Front and center is John Greenwood’s ‘The Spirit of Le Mans’, which was built prior to the 1976 season for entry into the IMSA series and 24 Hours of Le Mans. With its thundering V8, widened fenders (think bell bottoms…in fiberglass) and 220+ mile per hour speed at Le Mans, the ‘Spirit’ created quite an impression in its abbreviated (just 29 laps) appearance on the French circuit.
Absent from the display – at least on the day of my visit – was the 1960 Corvette campaigned at Le Mans by Briggs Cunningham. Finishing first in its class and eighth overall, it brought the Corvette to the attention of an international audience, something Dinah Shore never did; Dinah only wanted to see the USA. Also missing was the ’63 Corvette Grand Sport, a (very) limited production example designed to put Corvettes back on the podium, a space more frequently occupied in the early ‘60s by Carroll Shelby’s Cobra. With a race-spec chassis beneath what appeared to be stock bodywork, the Grand Sport’s potential was obvious, while its success was limited with the program’s cancellation by GM execs.
If there’s an overriding takeaway in the Petersen’s Corvette exhibit, it’s the brand’s on-again/off-again relationship with international competition. What might have been a legitimate competitor to Ferrari’s dominance in the late ’50, the Corvette SS, entered but one race. And after Greenwood lit up Le Mans in 1976, it would take until 1994 for Reeves Callaway to return to the French circuit with his Callaway LM. That car took the GT2 pole and finished third in its class and 11th overall. In the last twenty years, with the formal launch of the Corvette Racing Team in 2001, there’s been much more consistency, but then, neither Christian Bale nor Matt Damon have been behind the wheel.

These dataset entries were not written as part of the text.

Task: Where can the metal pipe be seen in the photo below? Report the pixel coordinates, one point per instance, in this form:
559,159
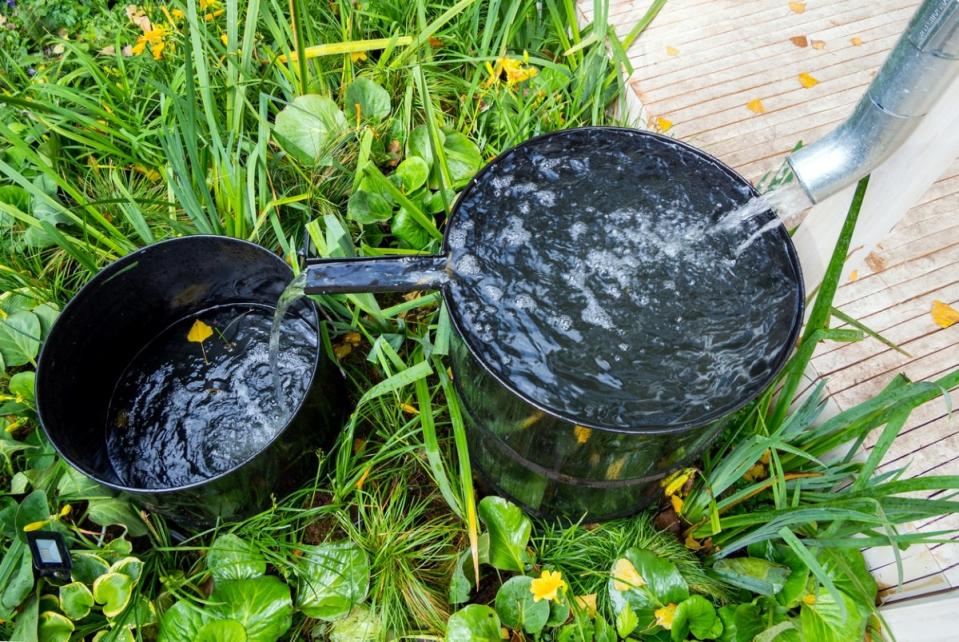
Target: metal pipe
923,64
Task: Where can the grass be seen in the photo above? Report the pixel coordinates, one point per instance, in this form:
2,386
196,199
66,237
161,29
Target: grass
105,153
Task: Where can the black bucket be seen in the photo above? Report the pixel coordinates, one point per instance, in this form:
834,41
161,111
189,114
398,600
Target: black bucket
121,310
588,445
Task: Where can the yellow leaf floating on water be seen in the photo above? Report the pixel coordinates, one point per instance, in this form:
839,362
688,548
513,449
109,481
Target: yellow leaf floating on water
807,81
943,314
625,576
199,332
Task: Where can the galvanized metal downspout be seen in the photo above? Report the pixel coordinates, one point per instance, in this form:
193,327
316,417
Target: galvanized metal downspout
923,64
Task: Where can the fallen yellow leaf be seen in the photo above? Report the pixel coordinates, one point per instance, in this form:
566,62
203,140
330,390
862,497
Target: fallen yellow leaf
199,332
943,314
807,81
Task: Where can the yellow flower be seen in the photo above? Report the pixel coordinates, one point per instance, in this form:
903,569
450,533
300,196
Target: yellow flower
547,585
155,39
665,615
515,70
625,576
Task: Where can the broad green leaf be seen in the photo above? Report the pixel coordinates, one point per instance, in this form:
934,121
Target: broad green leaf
308,127
509,531
361,625
696,614
368,98
752,574
475,623
22,386
261,604
54,627
112,511
333,579
76,600
221,631
182,621
113,591
823,620
20,338
516,607
412,174
366,207
462,157
233,558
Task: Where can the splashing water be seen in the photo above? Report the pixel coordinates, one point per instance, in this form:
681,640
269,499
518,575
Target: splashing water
293,292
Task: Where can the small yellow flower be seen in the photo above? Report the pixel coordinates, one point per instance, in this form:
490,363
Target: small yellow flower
665,615
625,576
547,586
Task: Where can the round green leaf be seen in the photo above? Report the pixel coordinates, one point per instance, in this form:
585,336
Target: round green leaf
516,607
233,558
76,600
221,631
475,623
372,100
20,338
54,627
308,127
261,604
695,614
412,174
333,579
113,591
509,531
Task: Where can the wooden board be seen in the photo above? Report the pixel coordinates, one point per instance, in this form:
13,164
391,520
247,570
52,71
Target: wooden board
696,68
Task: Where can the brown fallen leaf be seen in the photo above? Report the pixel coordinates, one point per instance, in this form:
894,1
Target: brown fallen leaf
807,81
943,314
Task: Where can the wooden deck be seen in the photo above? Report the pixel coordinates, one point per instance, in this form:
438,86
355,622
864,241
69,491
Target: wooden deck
698,70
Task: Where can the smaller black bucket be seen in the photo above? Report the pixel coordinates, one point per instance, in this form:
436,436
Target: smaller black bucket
123,309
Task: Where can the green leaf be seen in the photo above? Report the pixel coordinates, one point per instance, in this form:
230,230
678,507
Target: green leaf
308,127
333,579
373,100
516,607
221,631
19,338
824,621
475,623
261,604
76,600
626,621
182,621
233,558
113,591
412,174
111,511
752,574
54,627
368,207
695,614
462,157
509,531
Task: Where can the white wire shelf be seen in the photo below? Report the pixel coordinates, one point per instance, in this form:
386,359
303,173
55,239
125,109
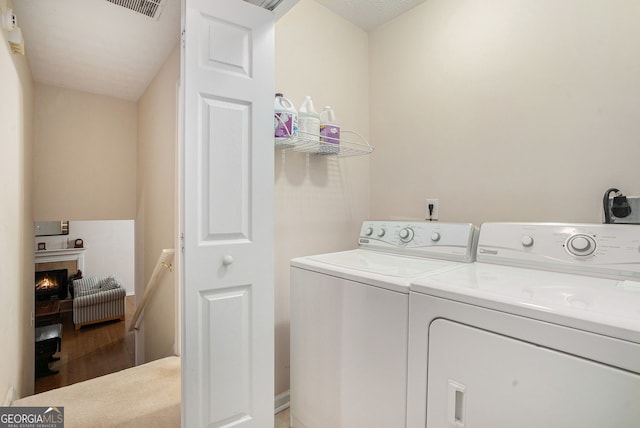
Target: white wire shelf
350,144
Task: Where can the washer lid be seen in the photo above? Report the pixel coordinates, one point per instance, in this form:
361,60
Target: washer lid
373,267
598,305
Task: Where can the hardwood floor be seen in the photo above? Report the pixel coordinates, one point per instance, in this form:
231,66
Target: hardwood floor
92,351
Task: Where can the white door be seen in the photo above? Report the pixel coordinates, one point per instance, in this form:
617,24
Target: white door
227,331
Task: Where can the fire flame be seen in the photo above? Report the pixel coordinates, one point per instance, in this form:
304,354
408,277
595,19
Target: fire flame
46,284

Adjacent to the CORVETTES IN COMPETITION exhibit is the much more expansive WE ARE PORSCHE, celebrating 75 years of Porsche production and racing history. And downstairs in the museum’s Vault sits MARANELLO MASTERPIECES, an exciting (and eclectic) look at Ferrari’s evolution. In short, if the Corvette exhibit leaves you wishing for more, and your automotive interests extend beyond the Chevy showroom, the Petersen has it…in spades.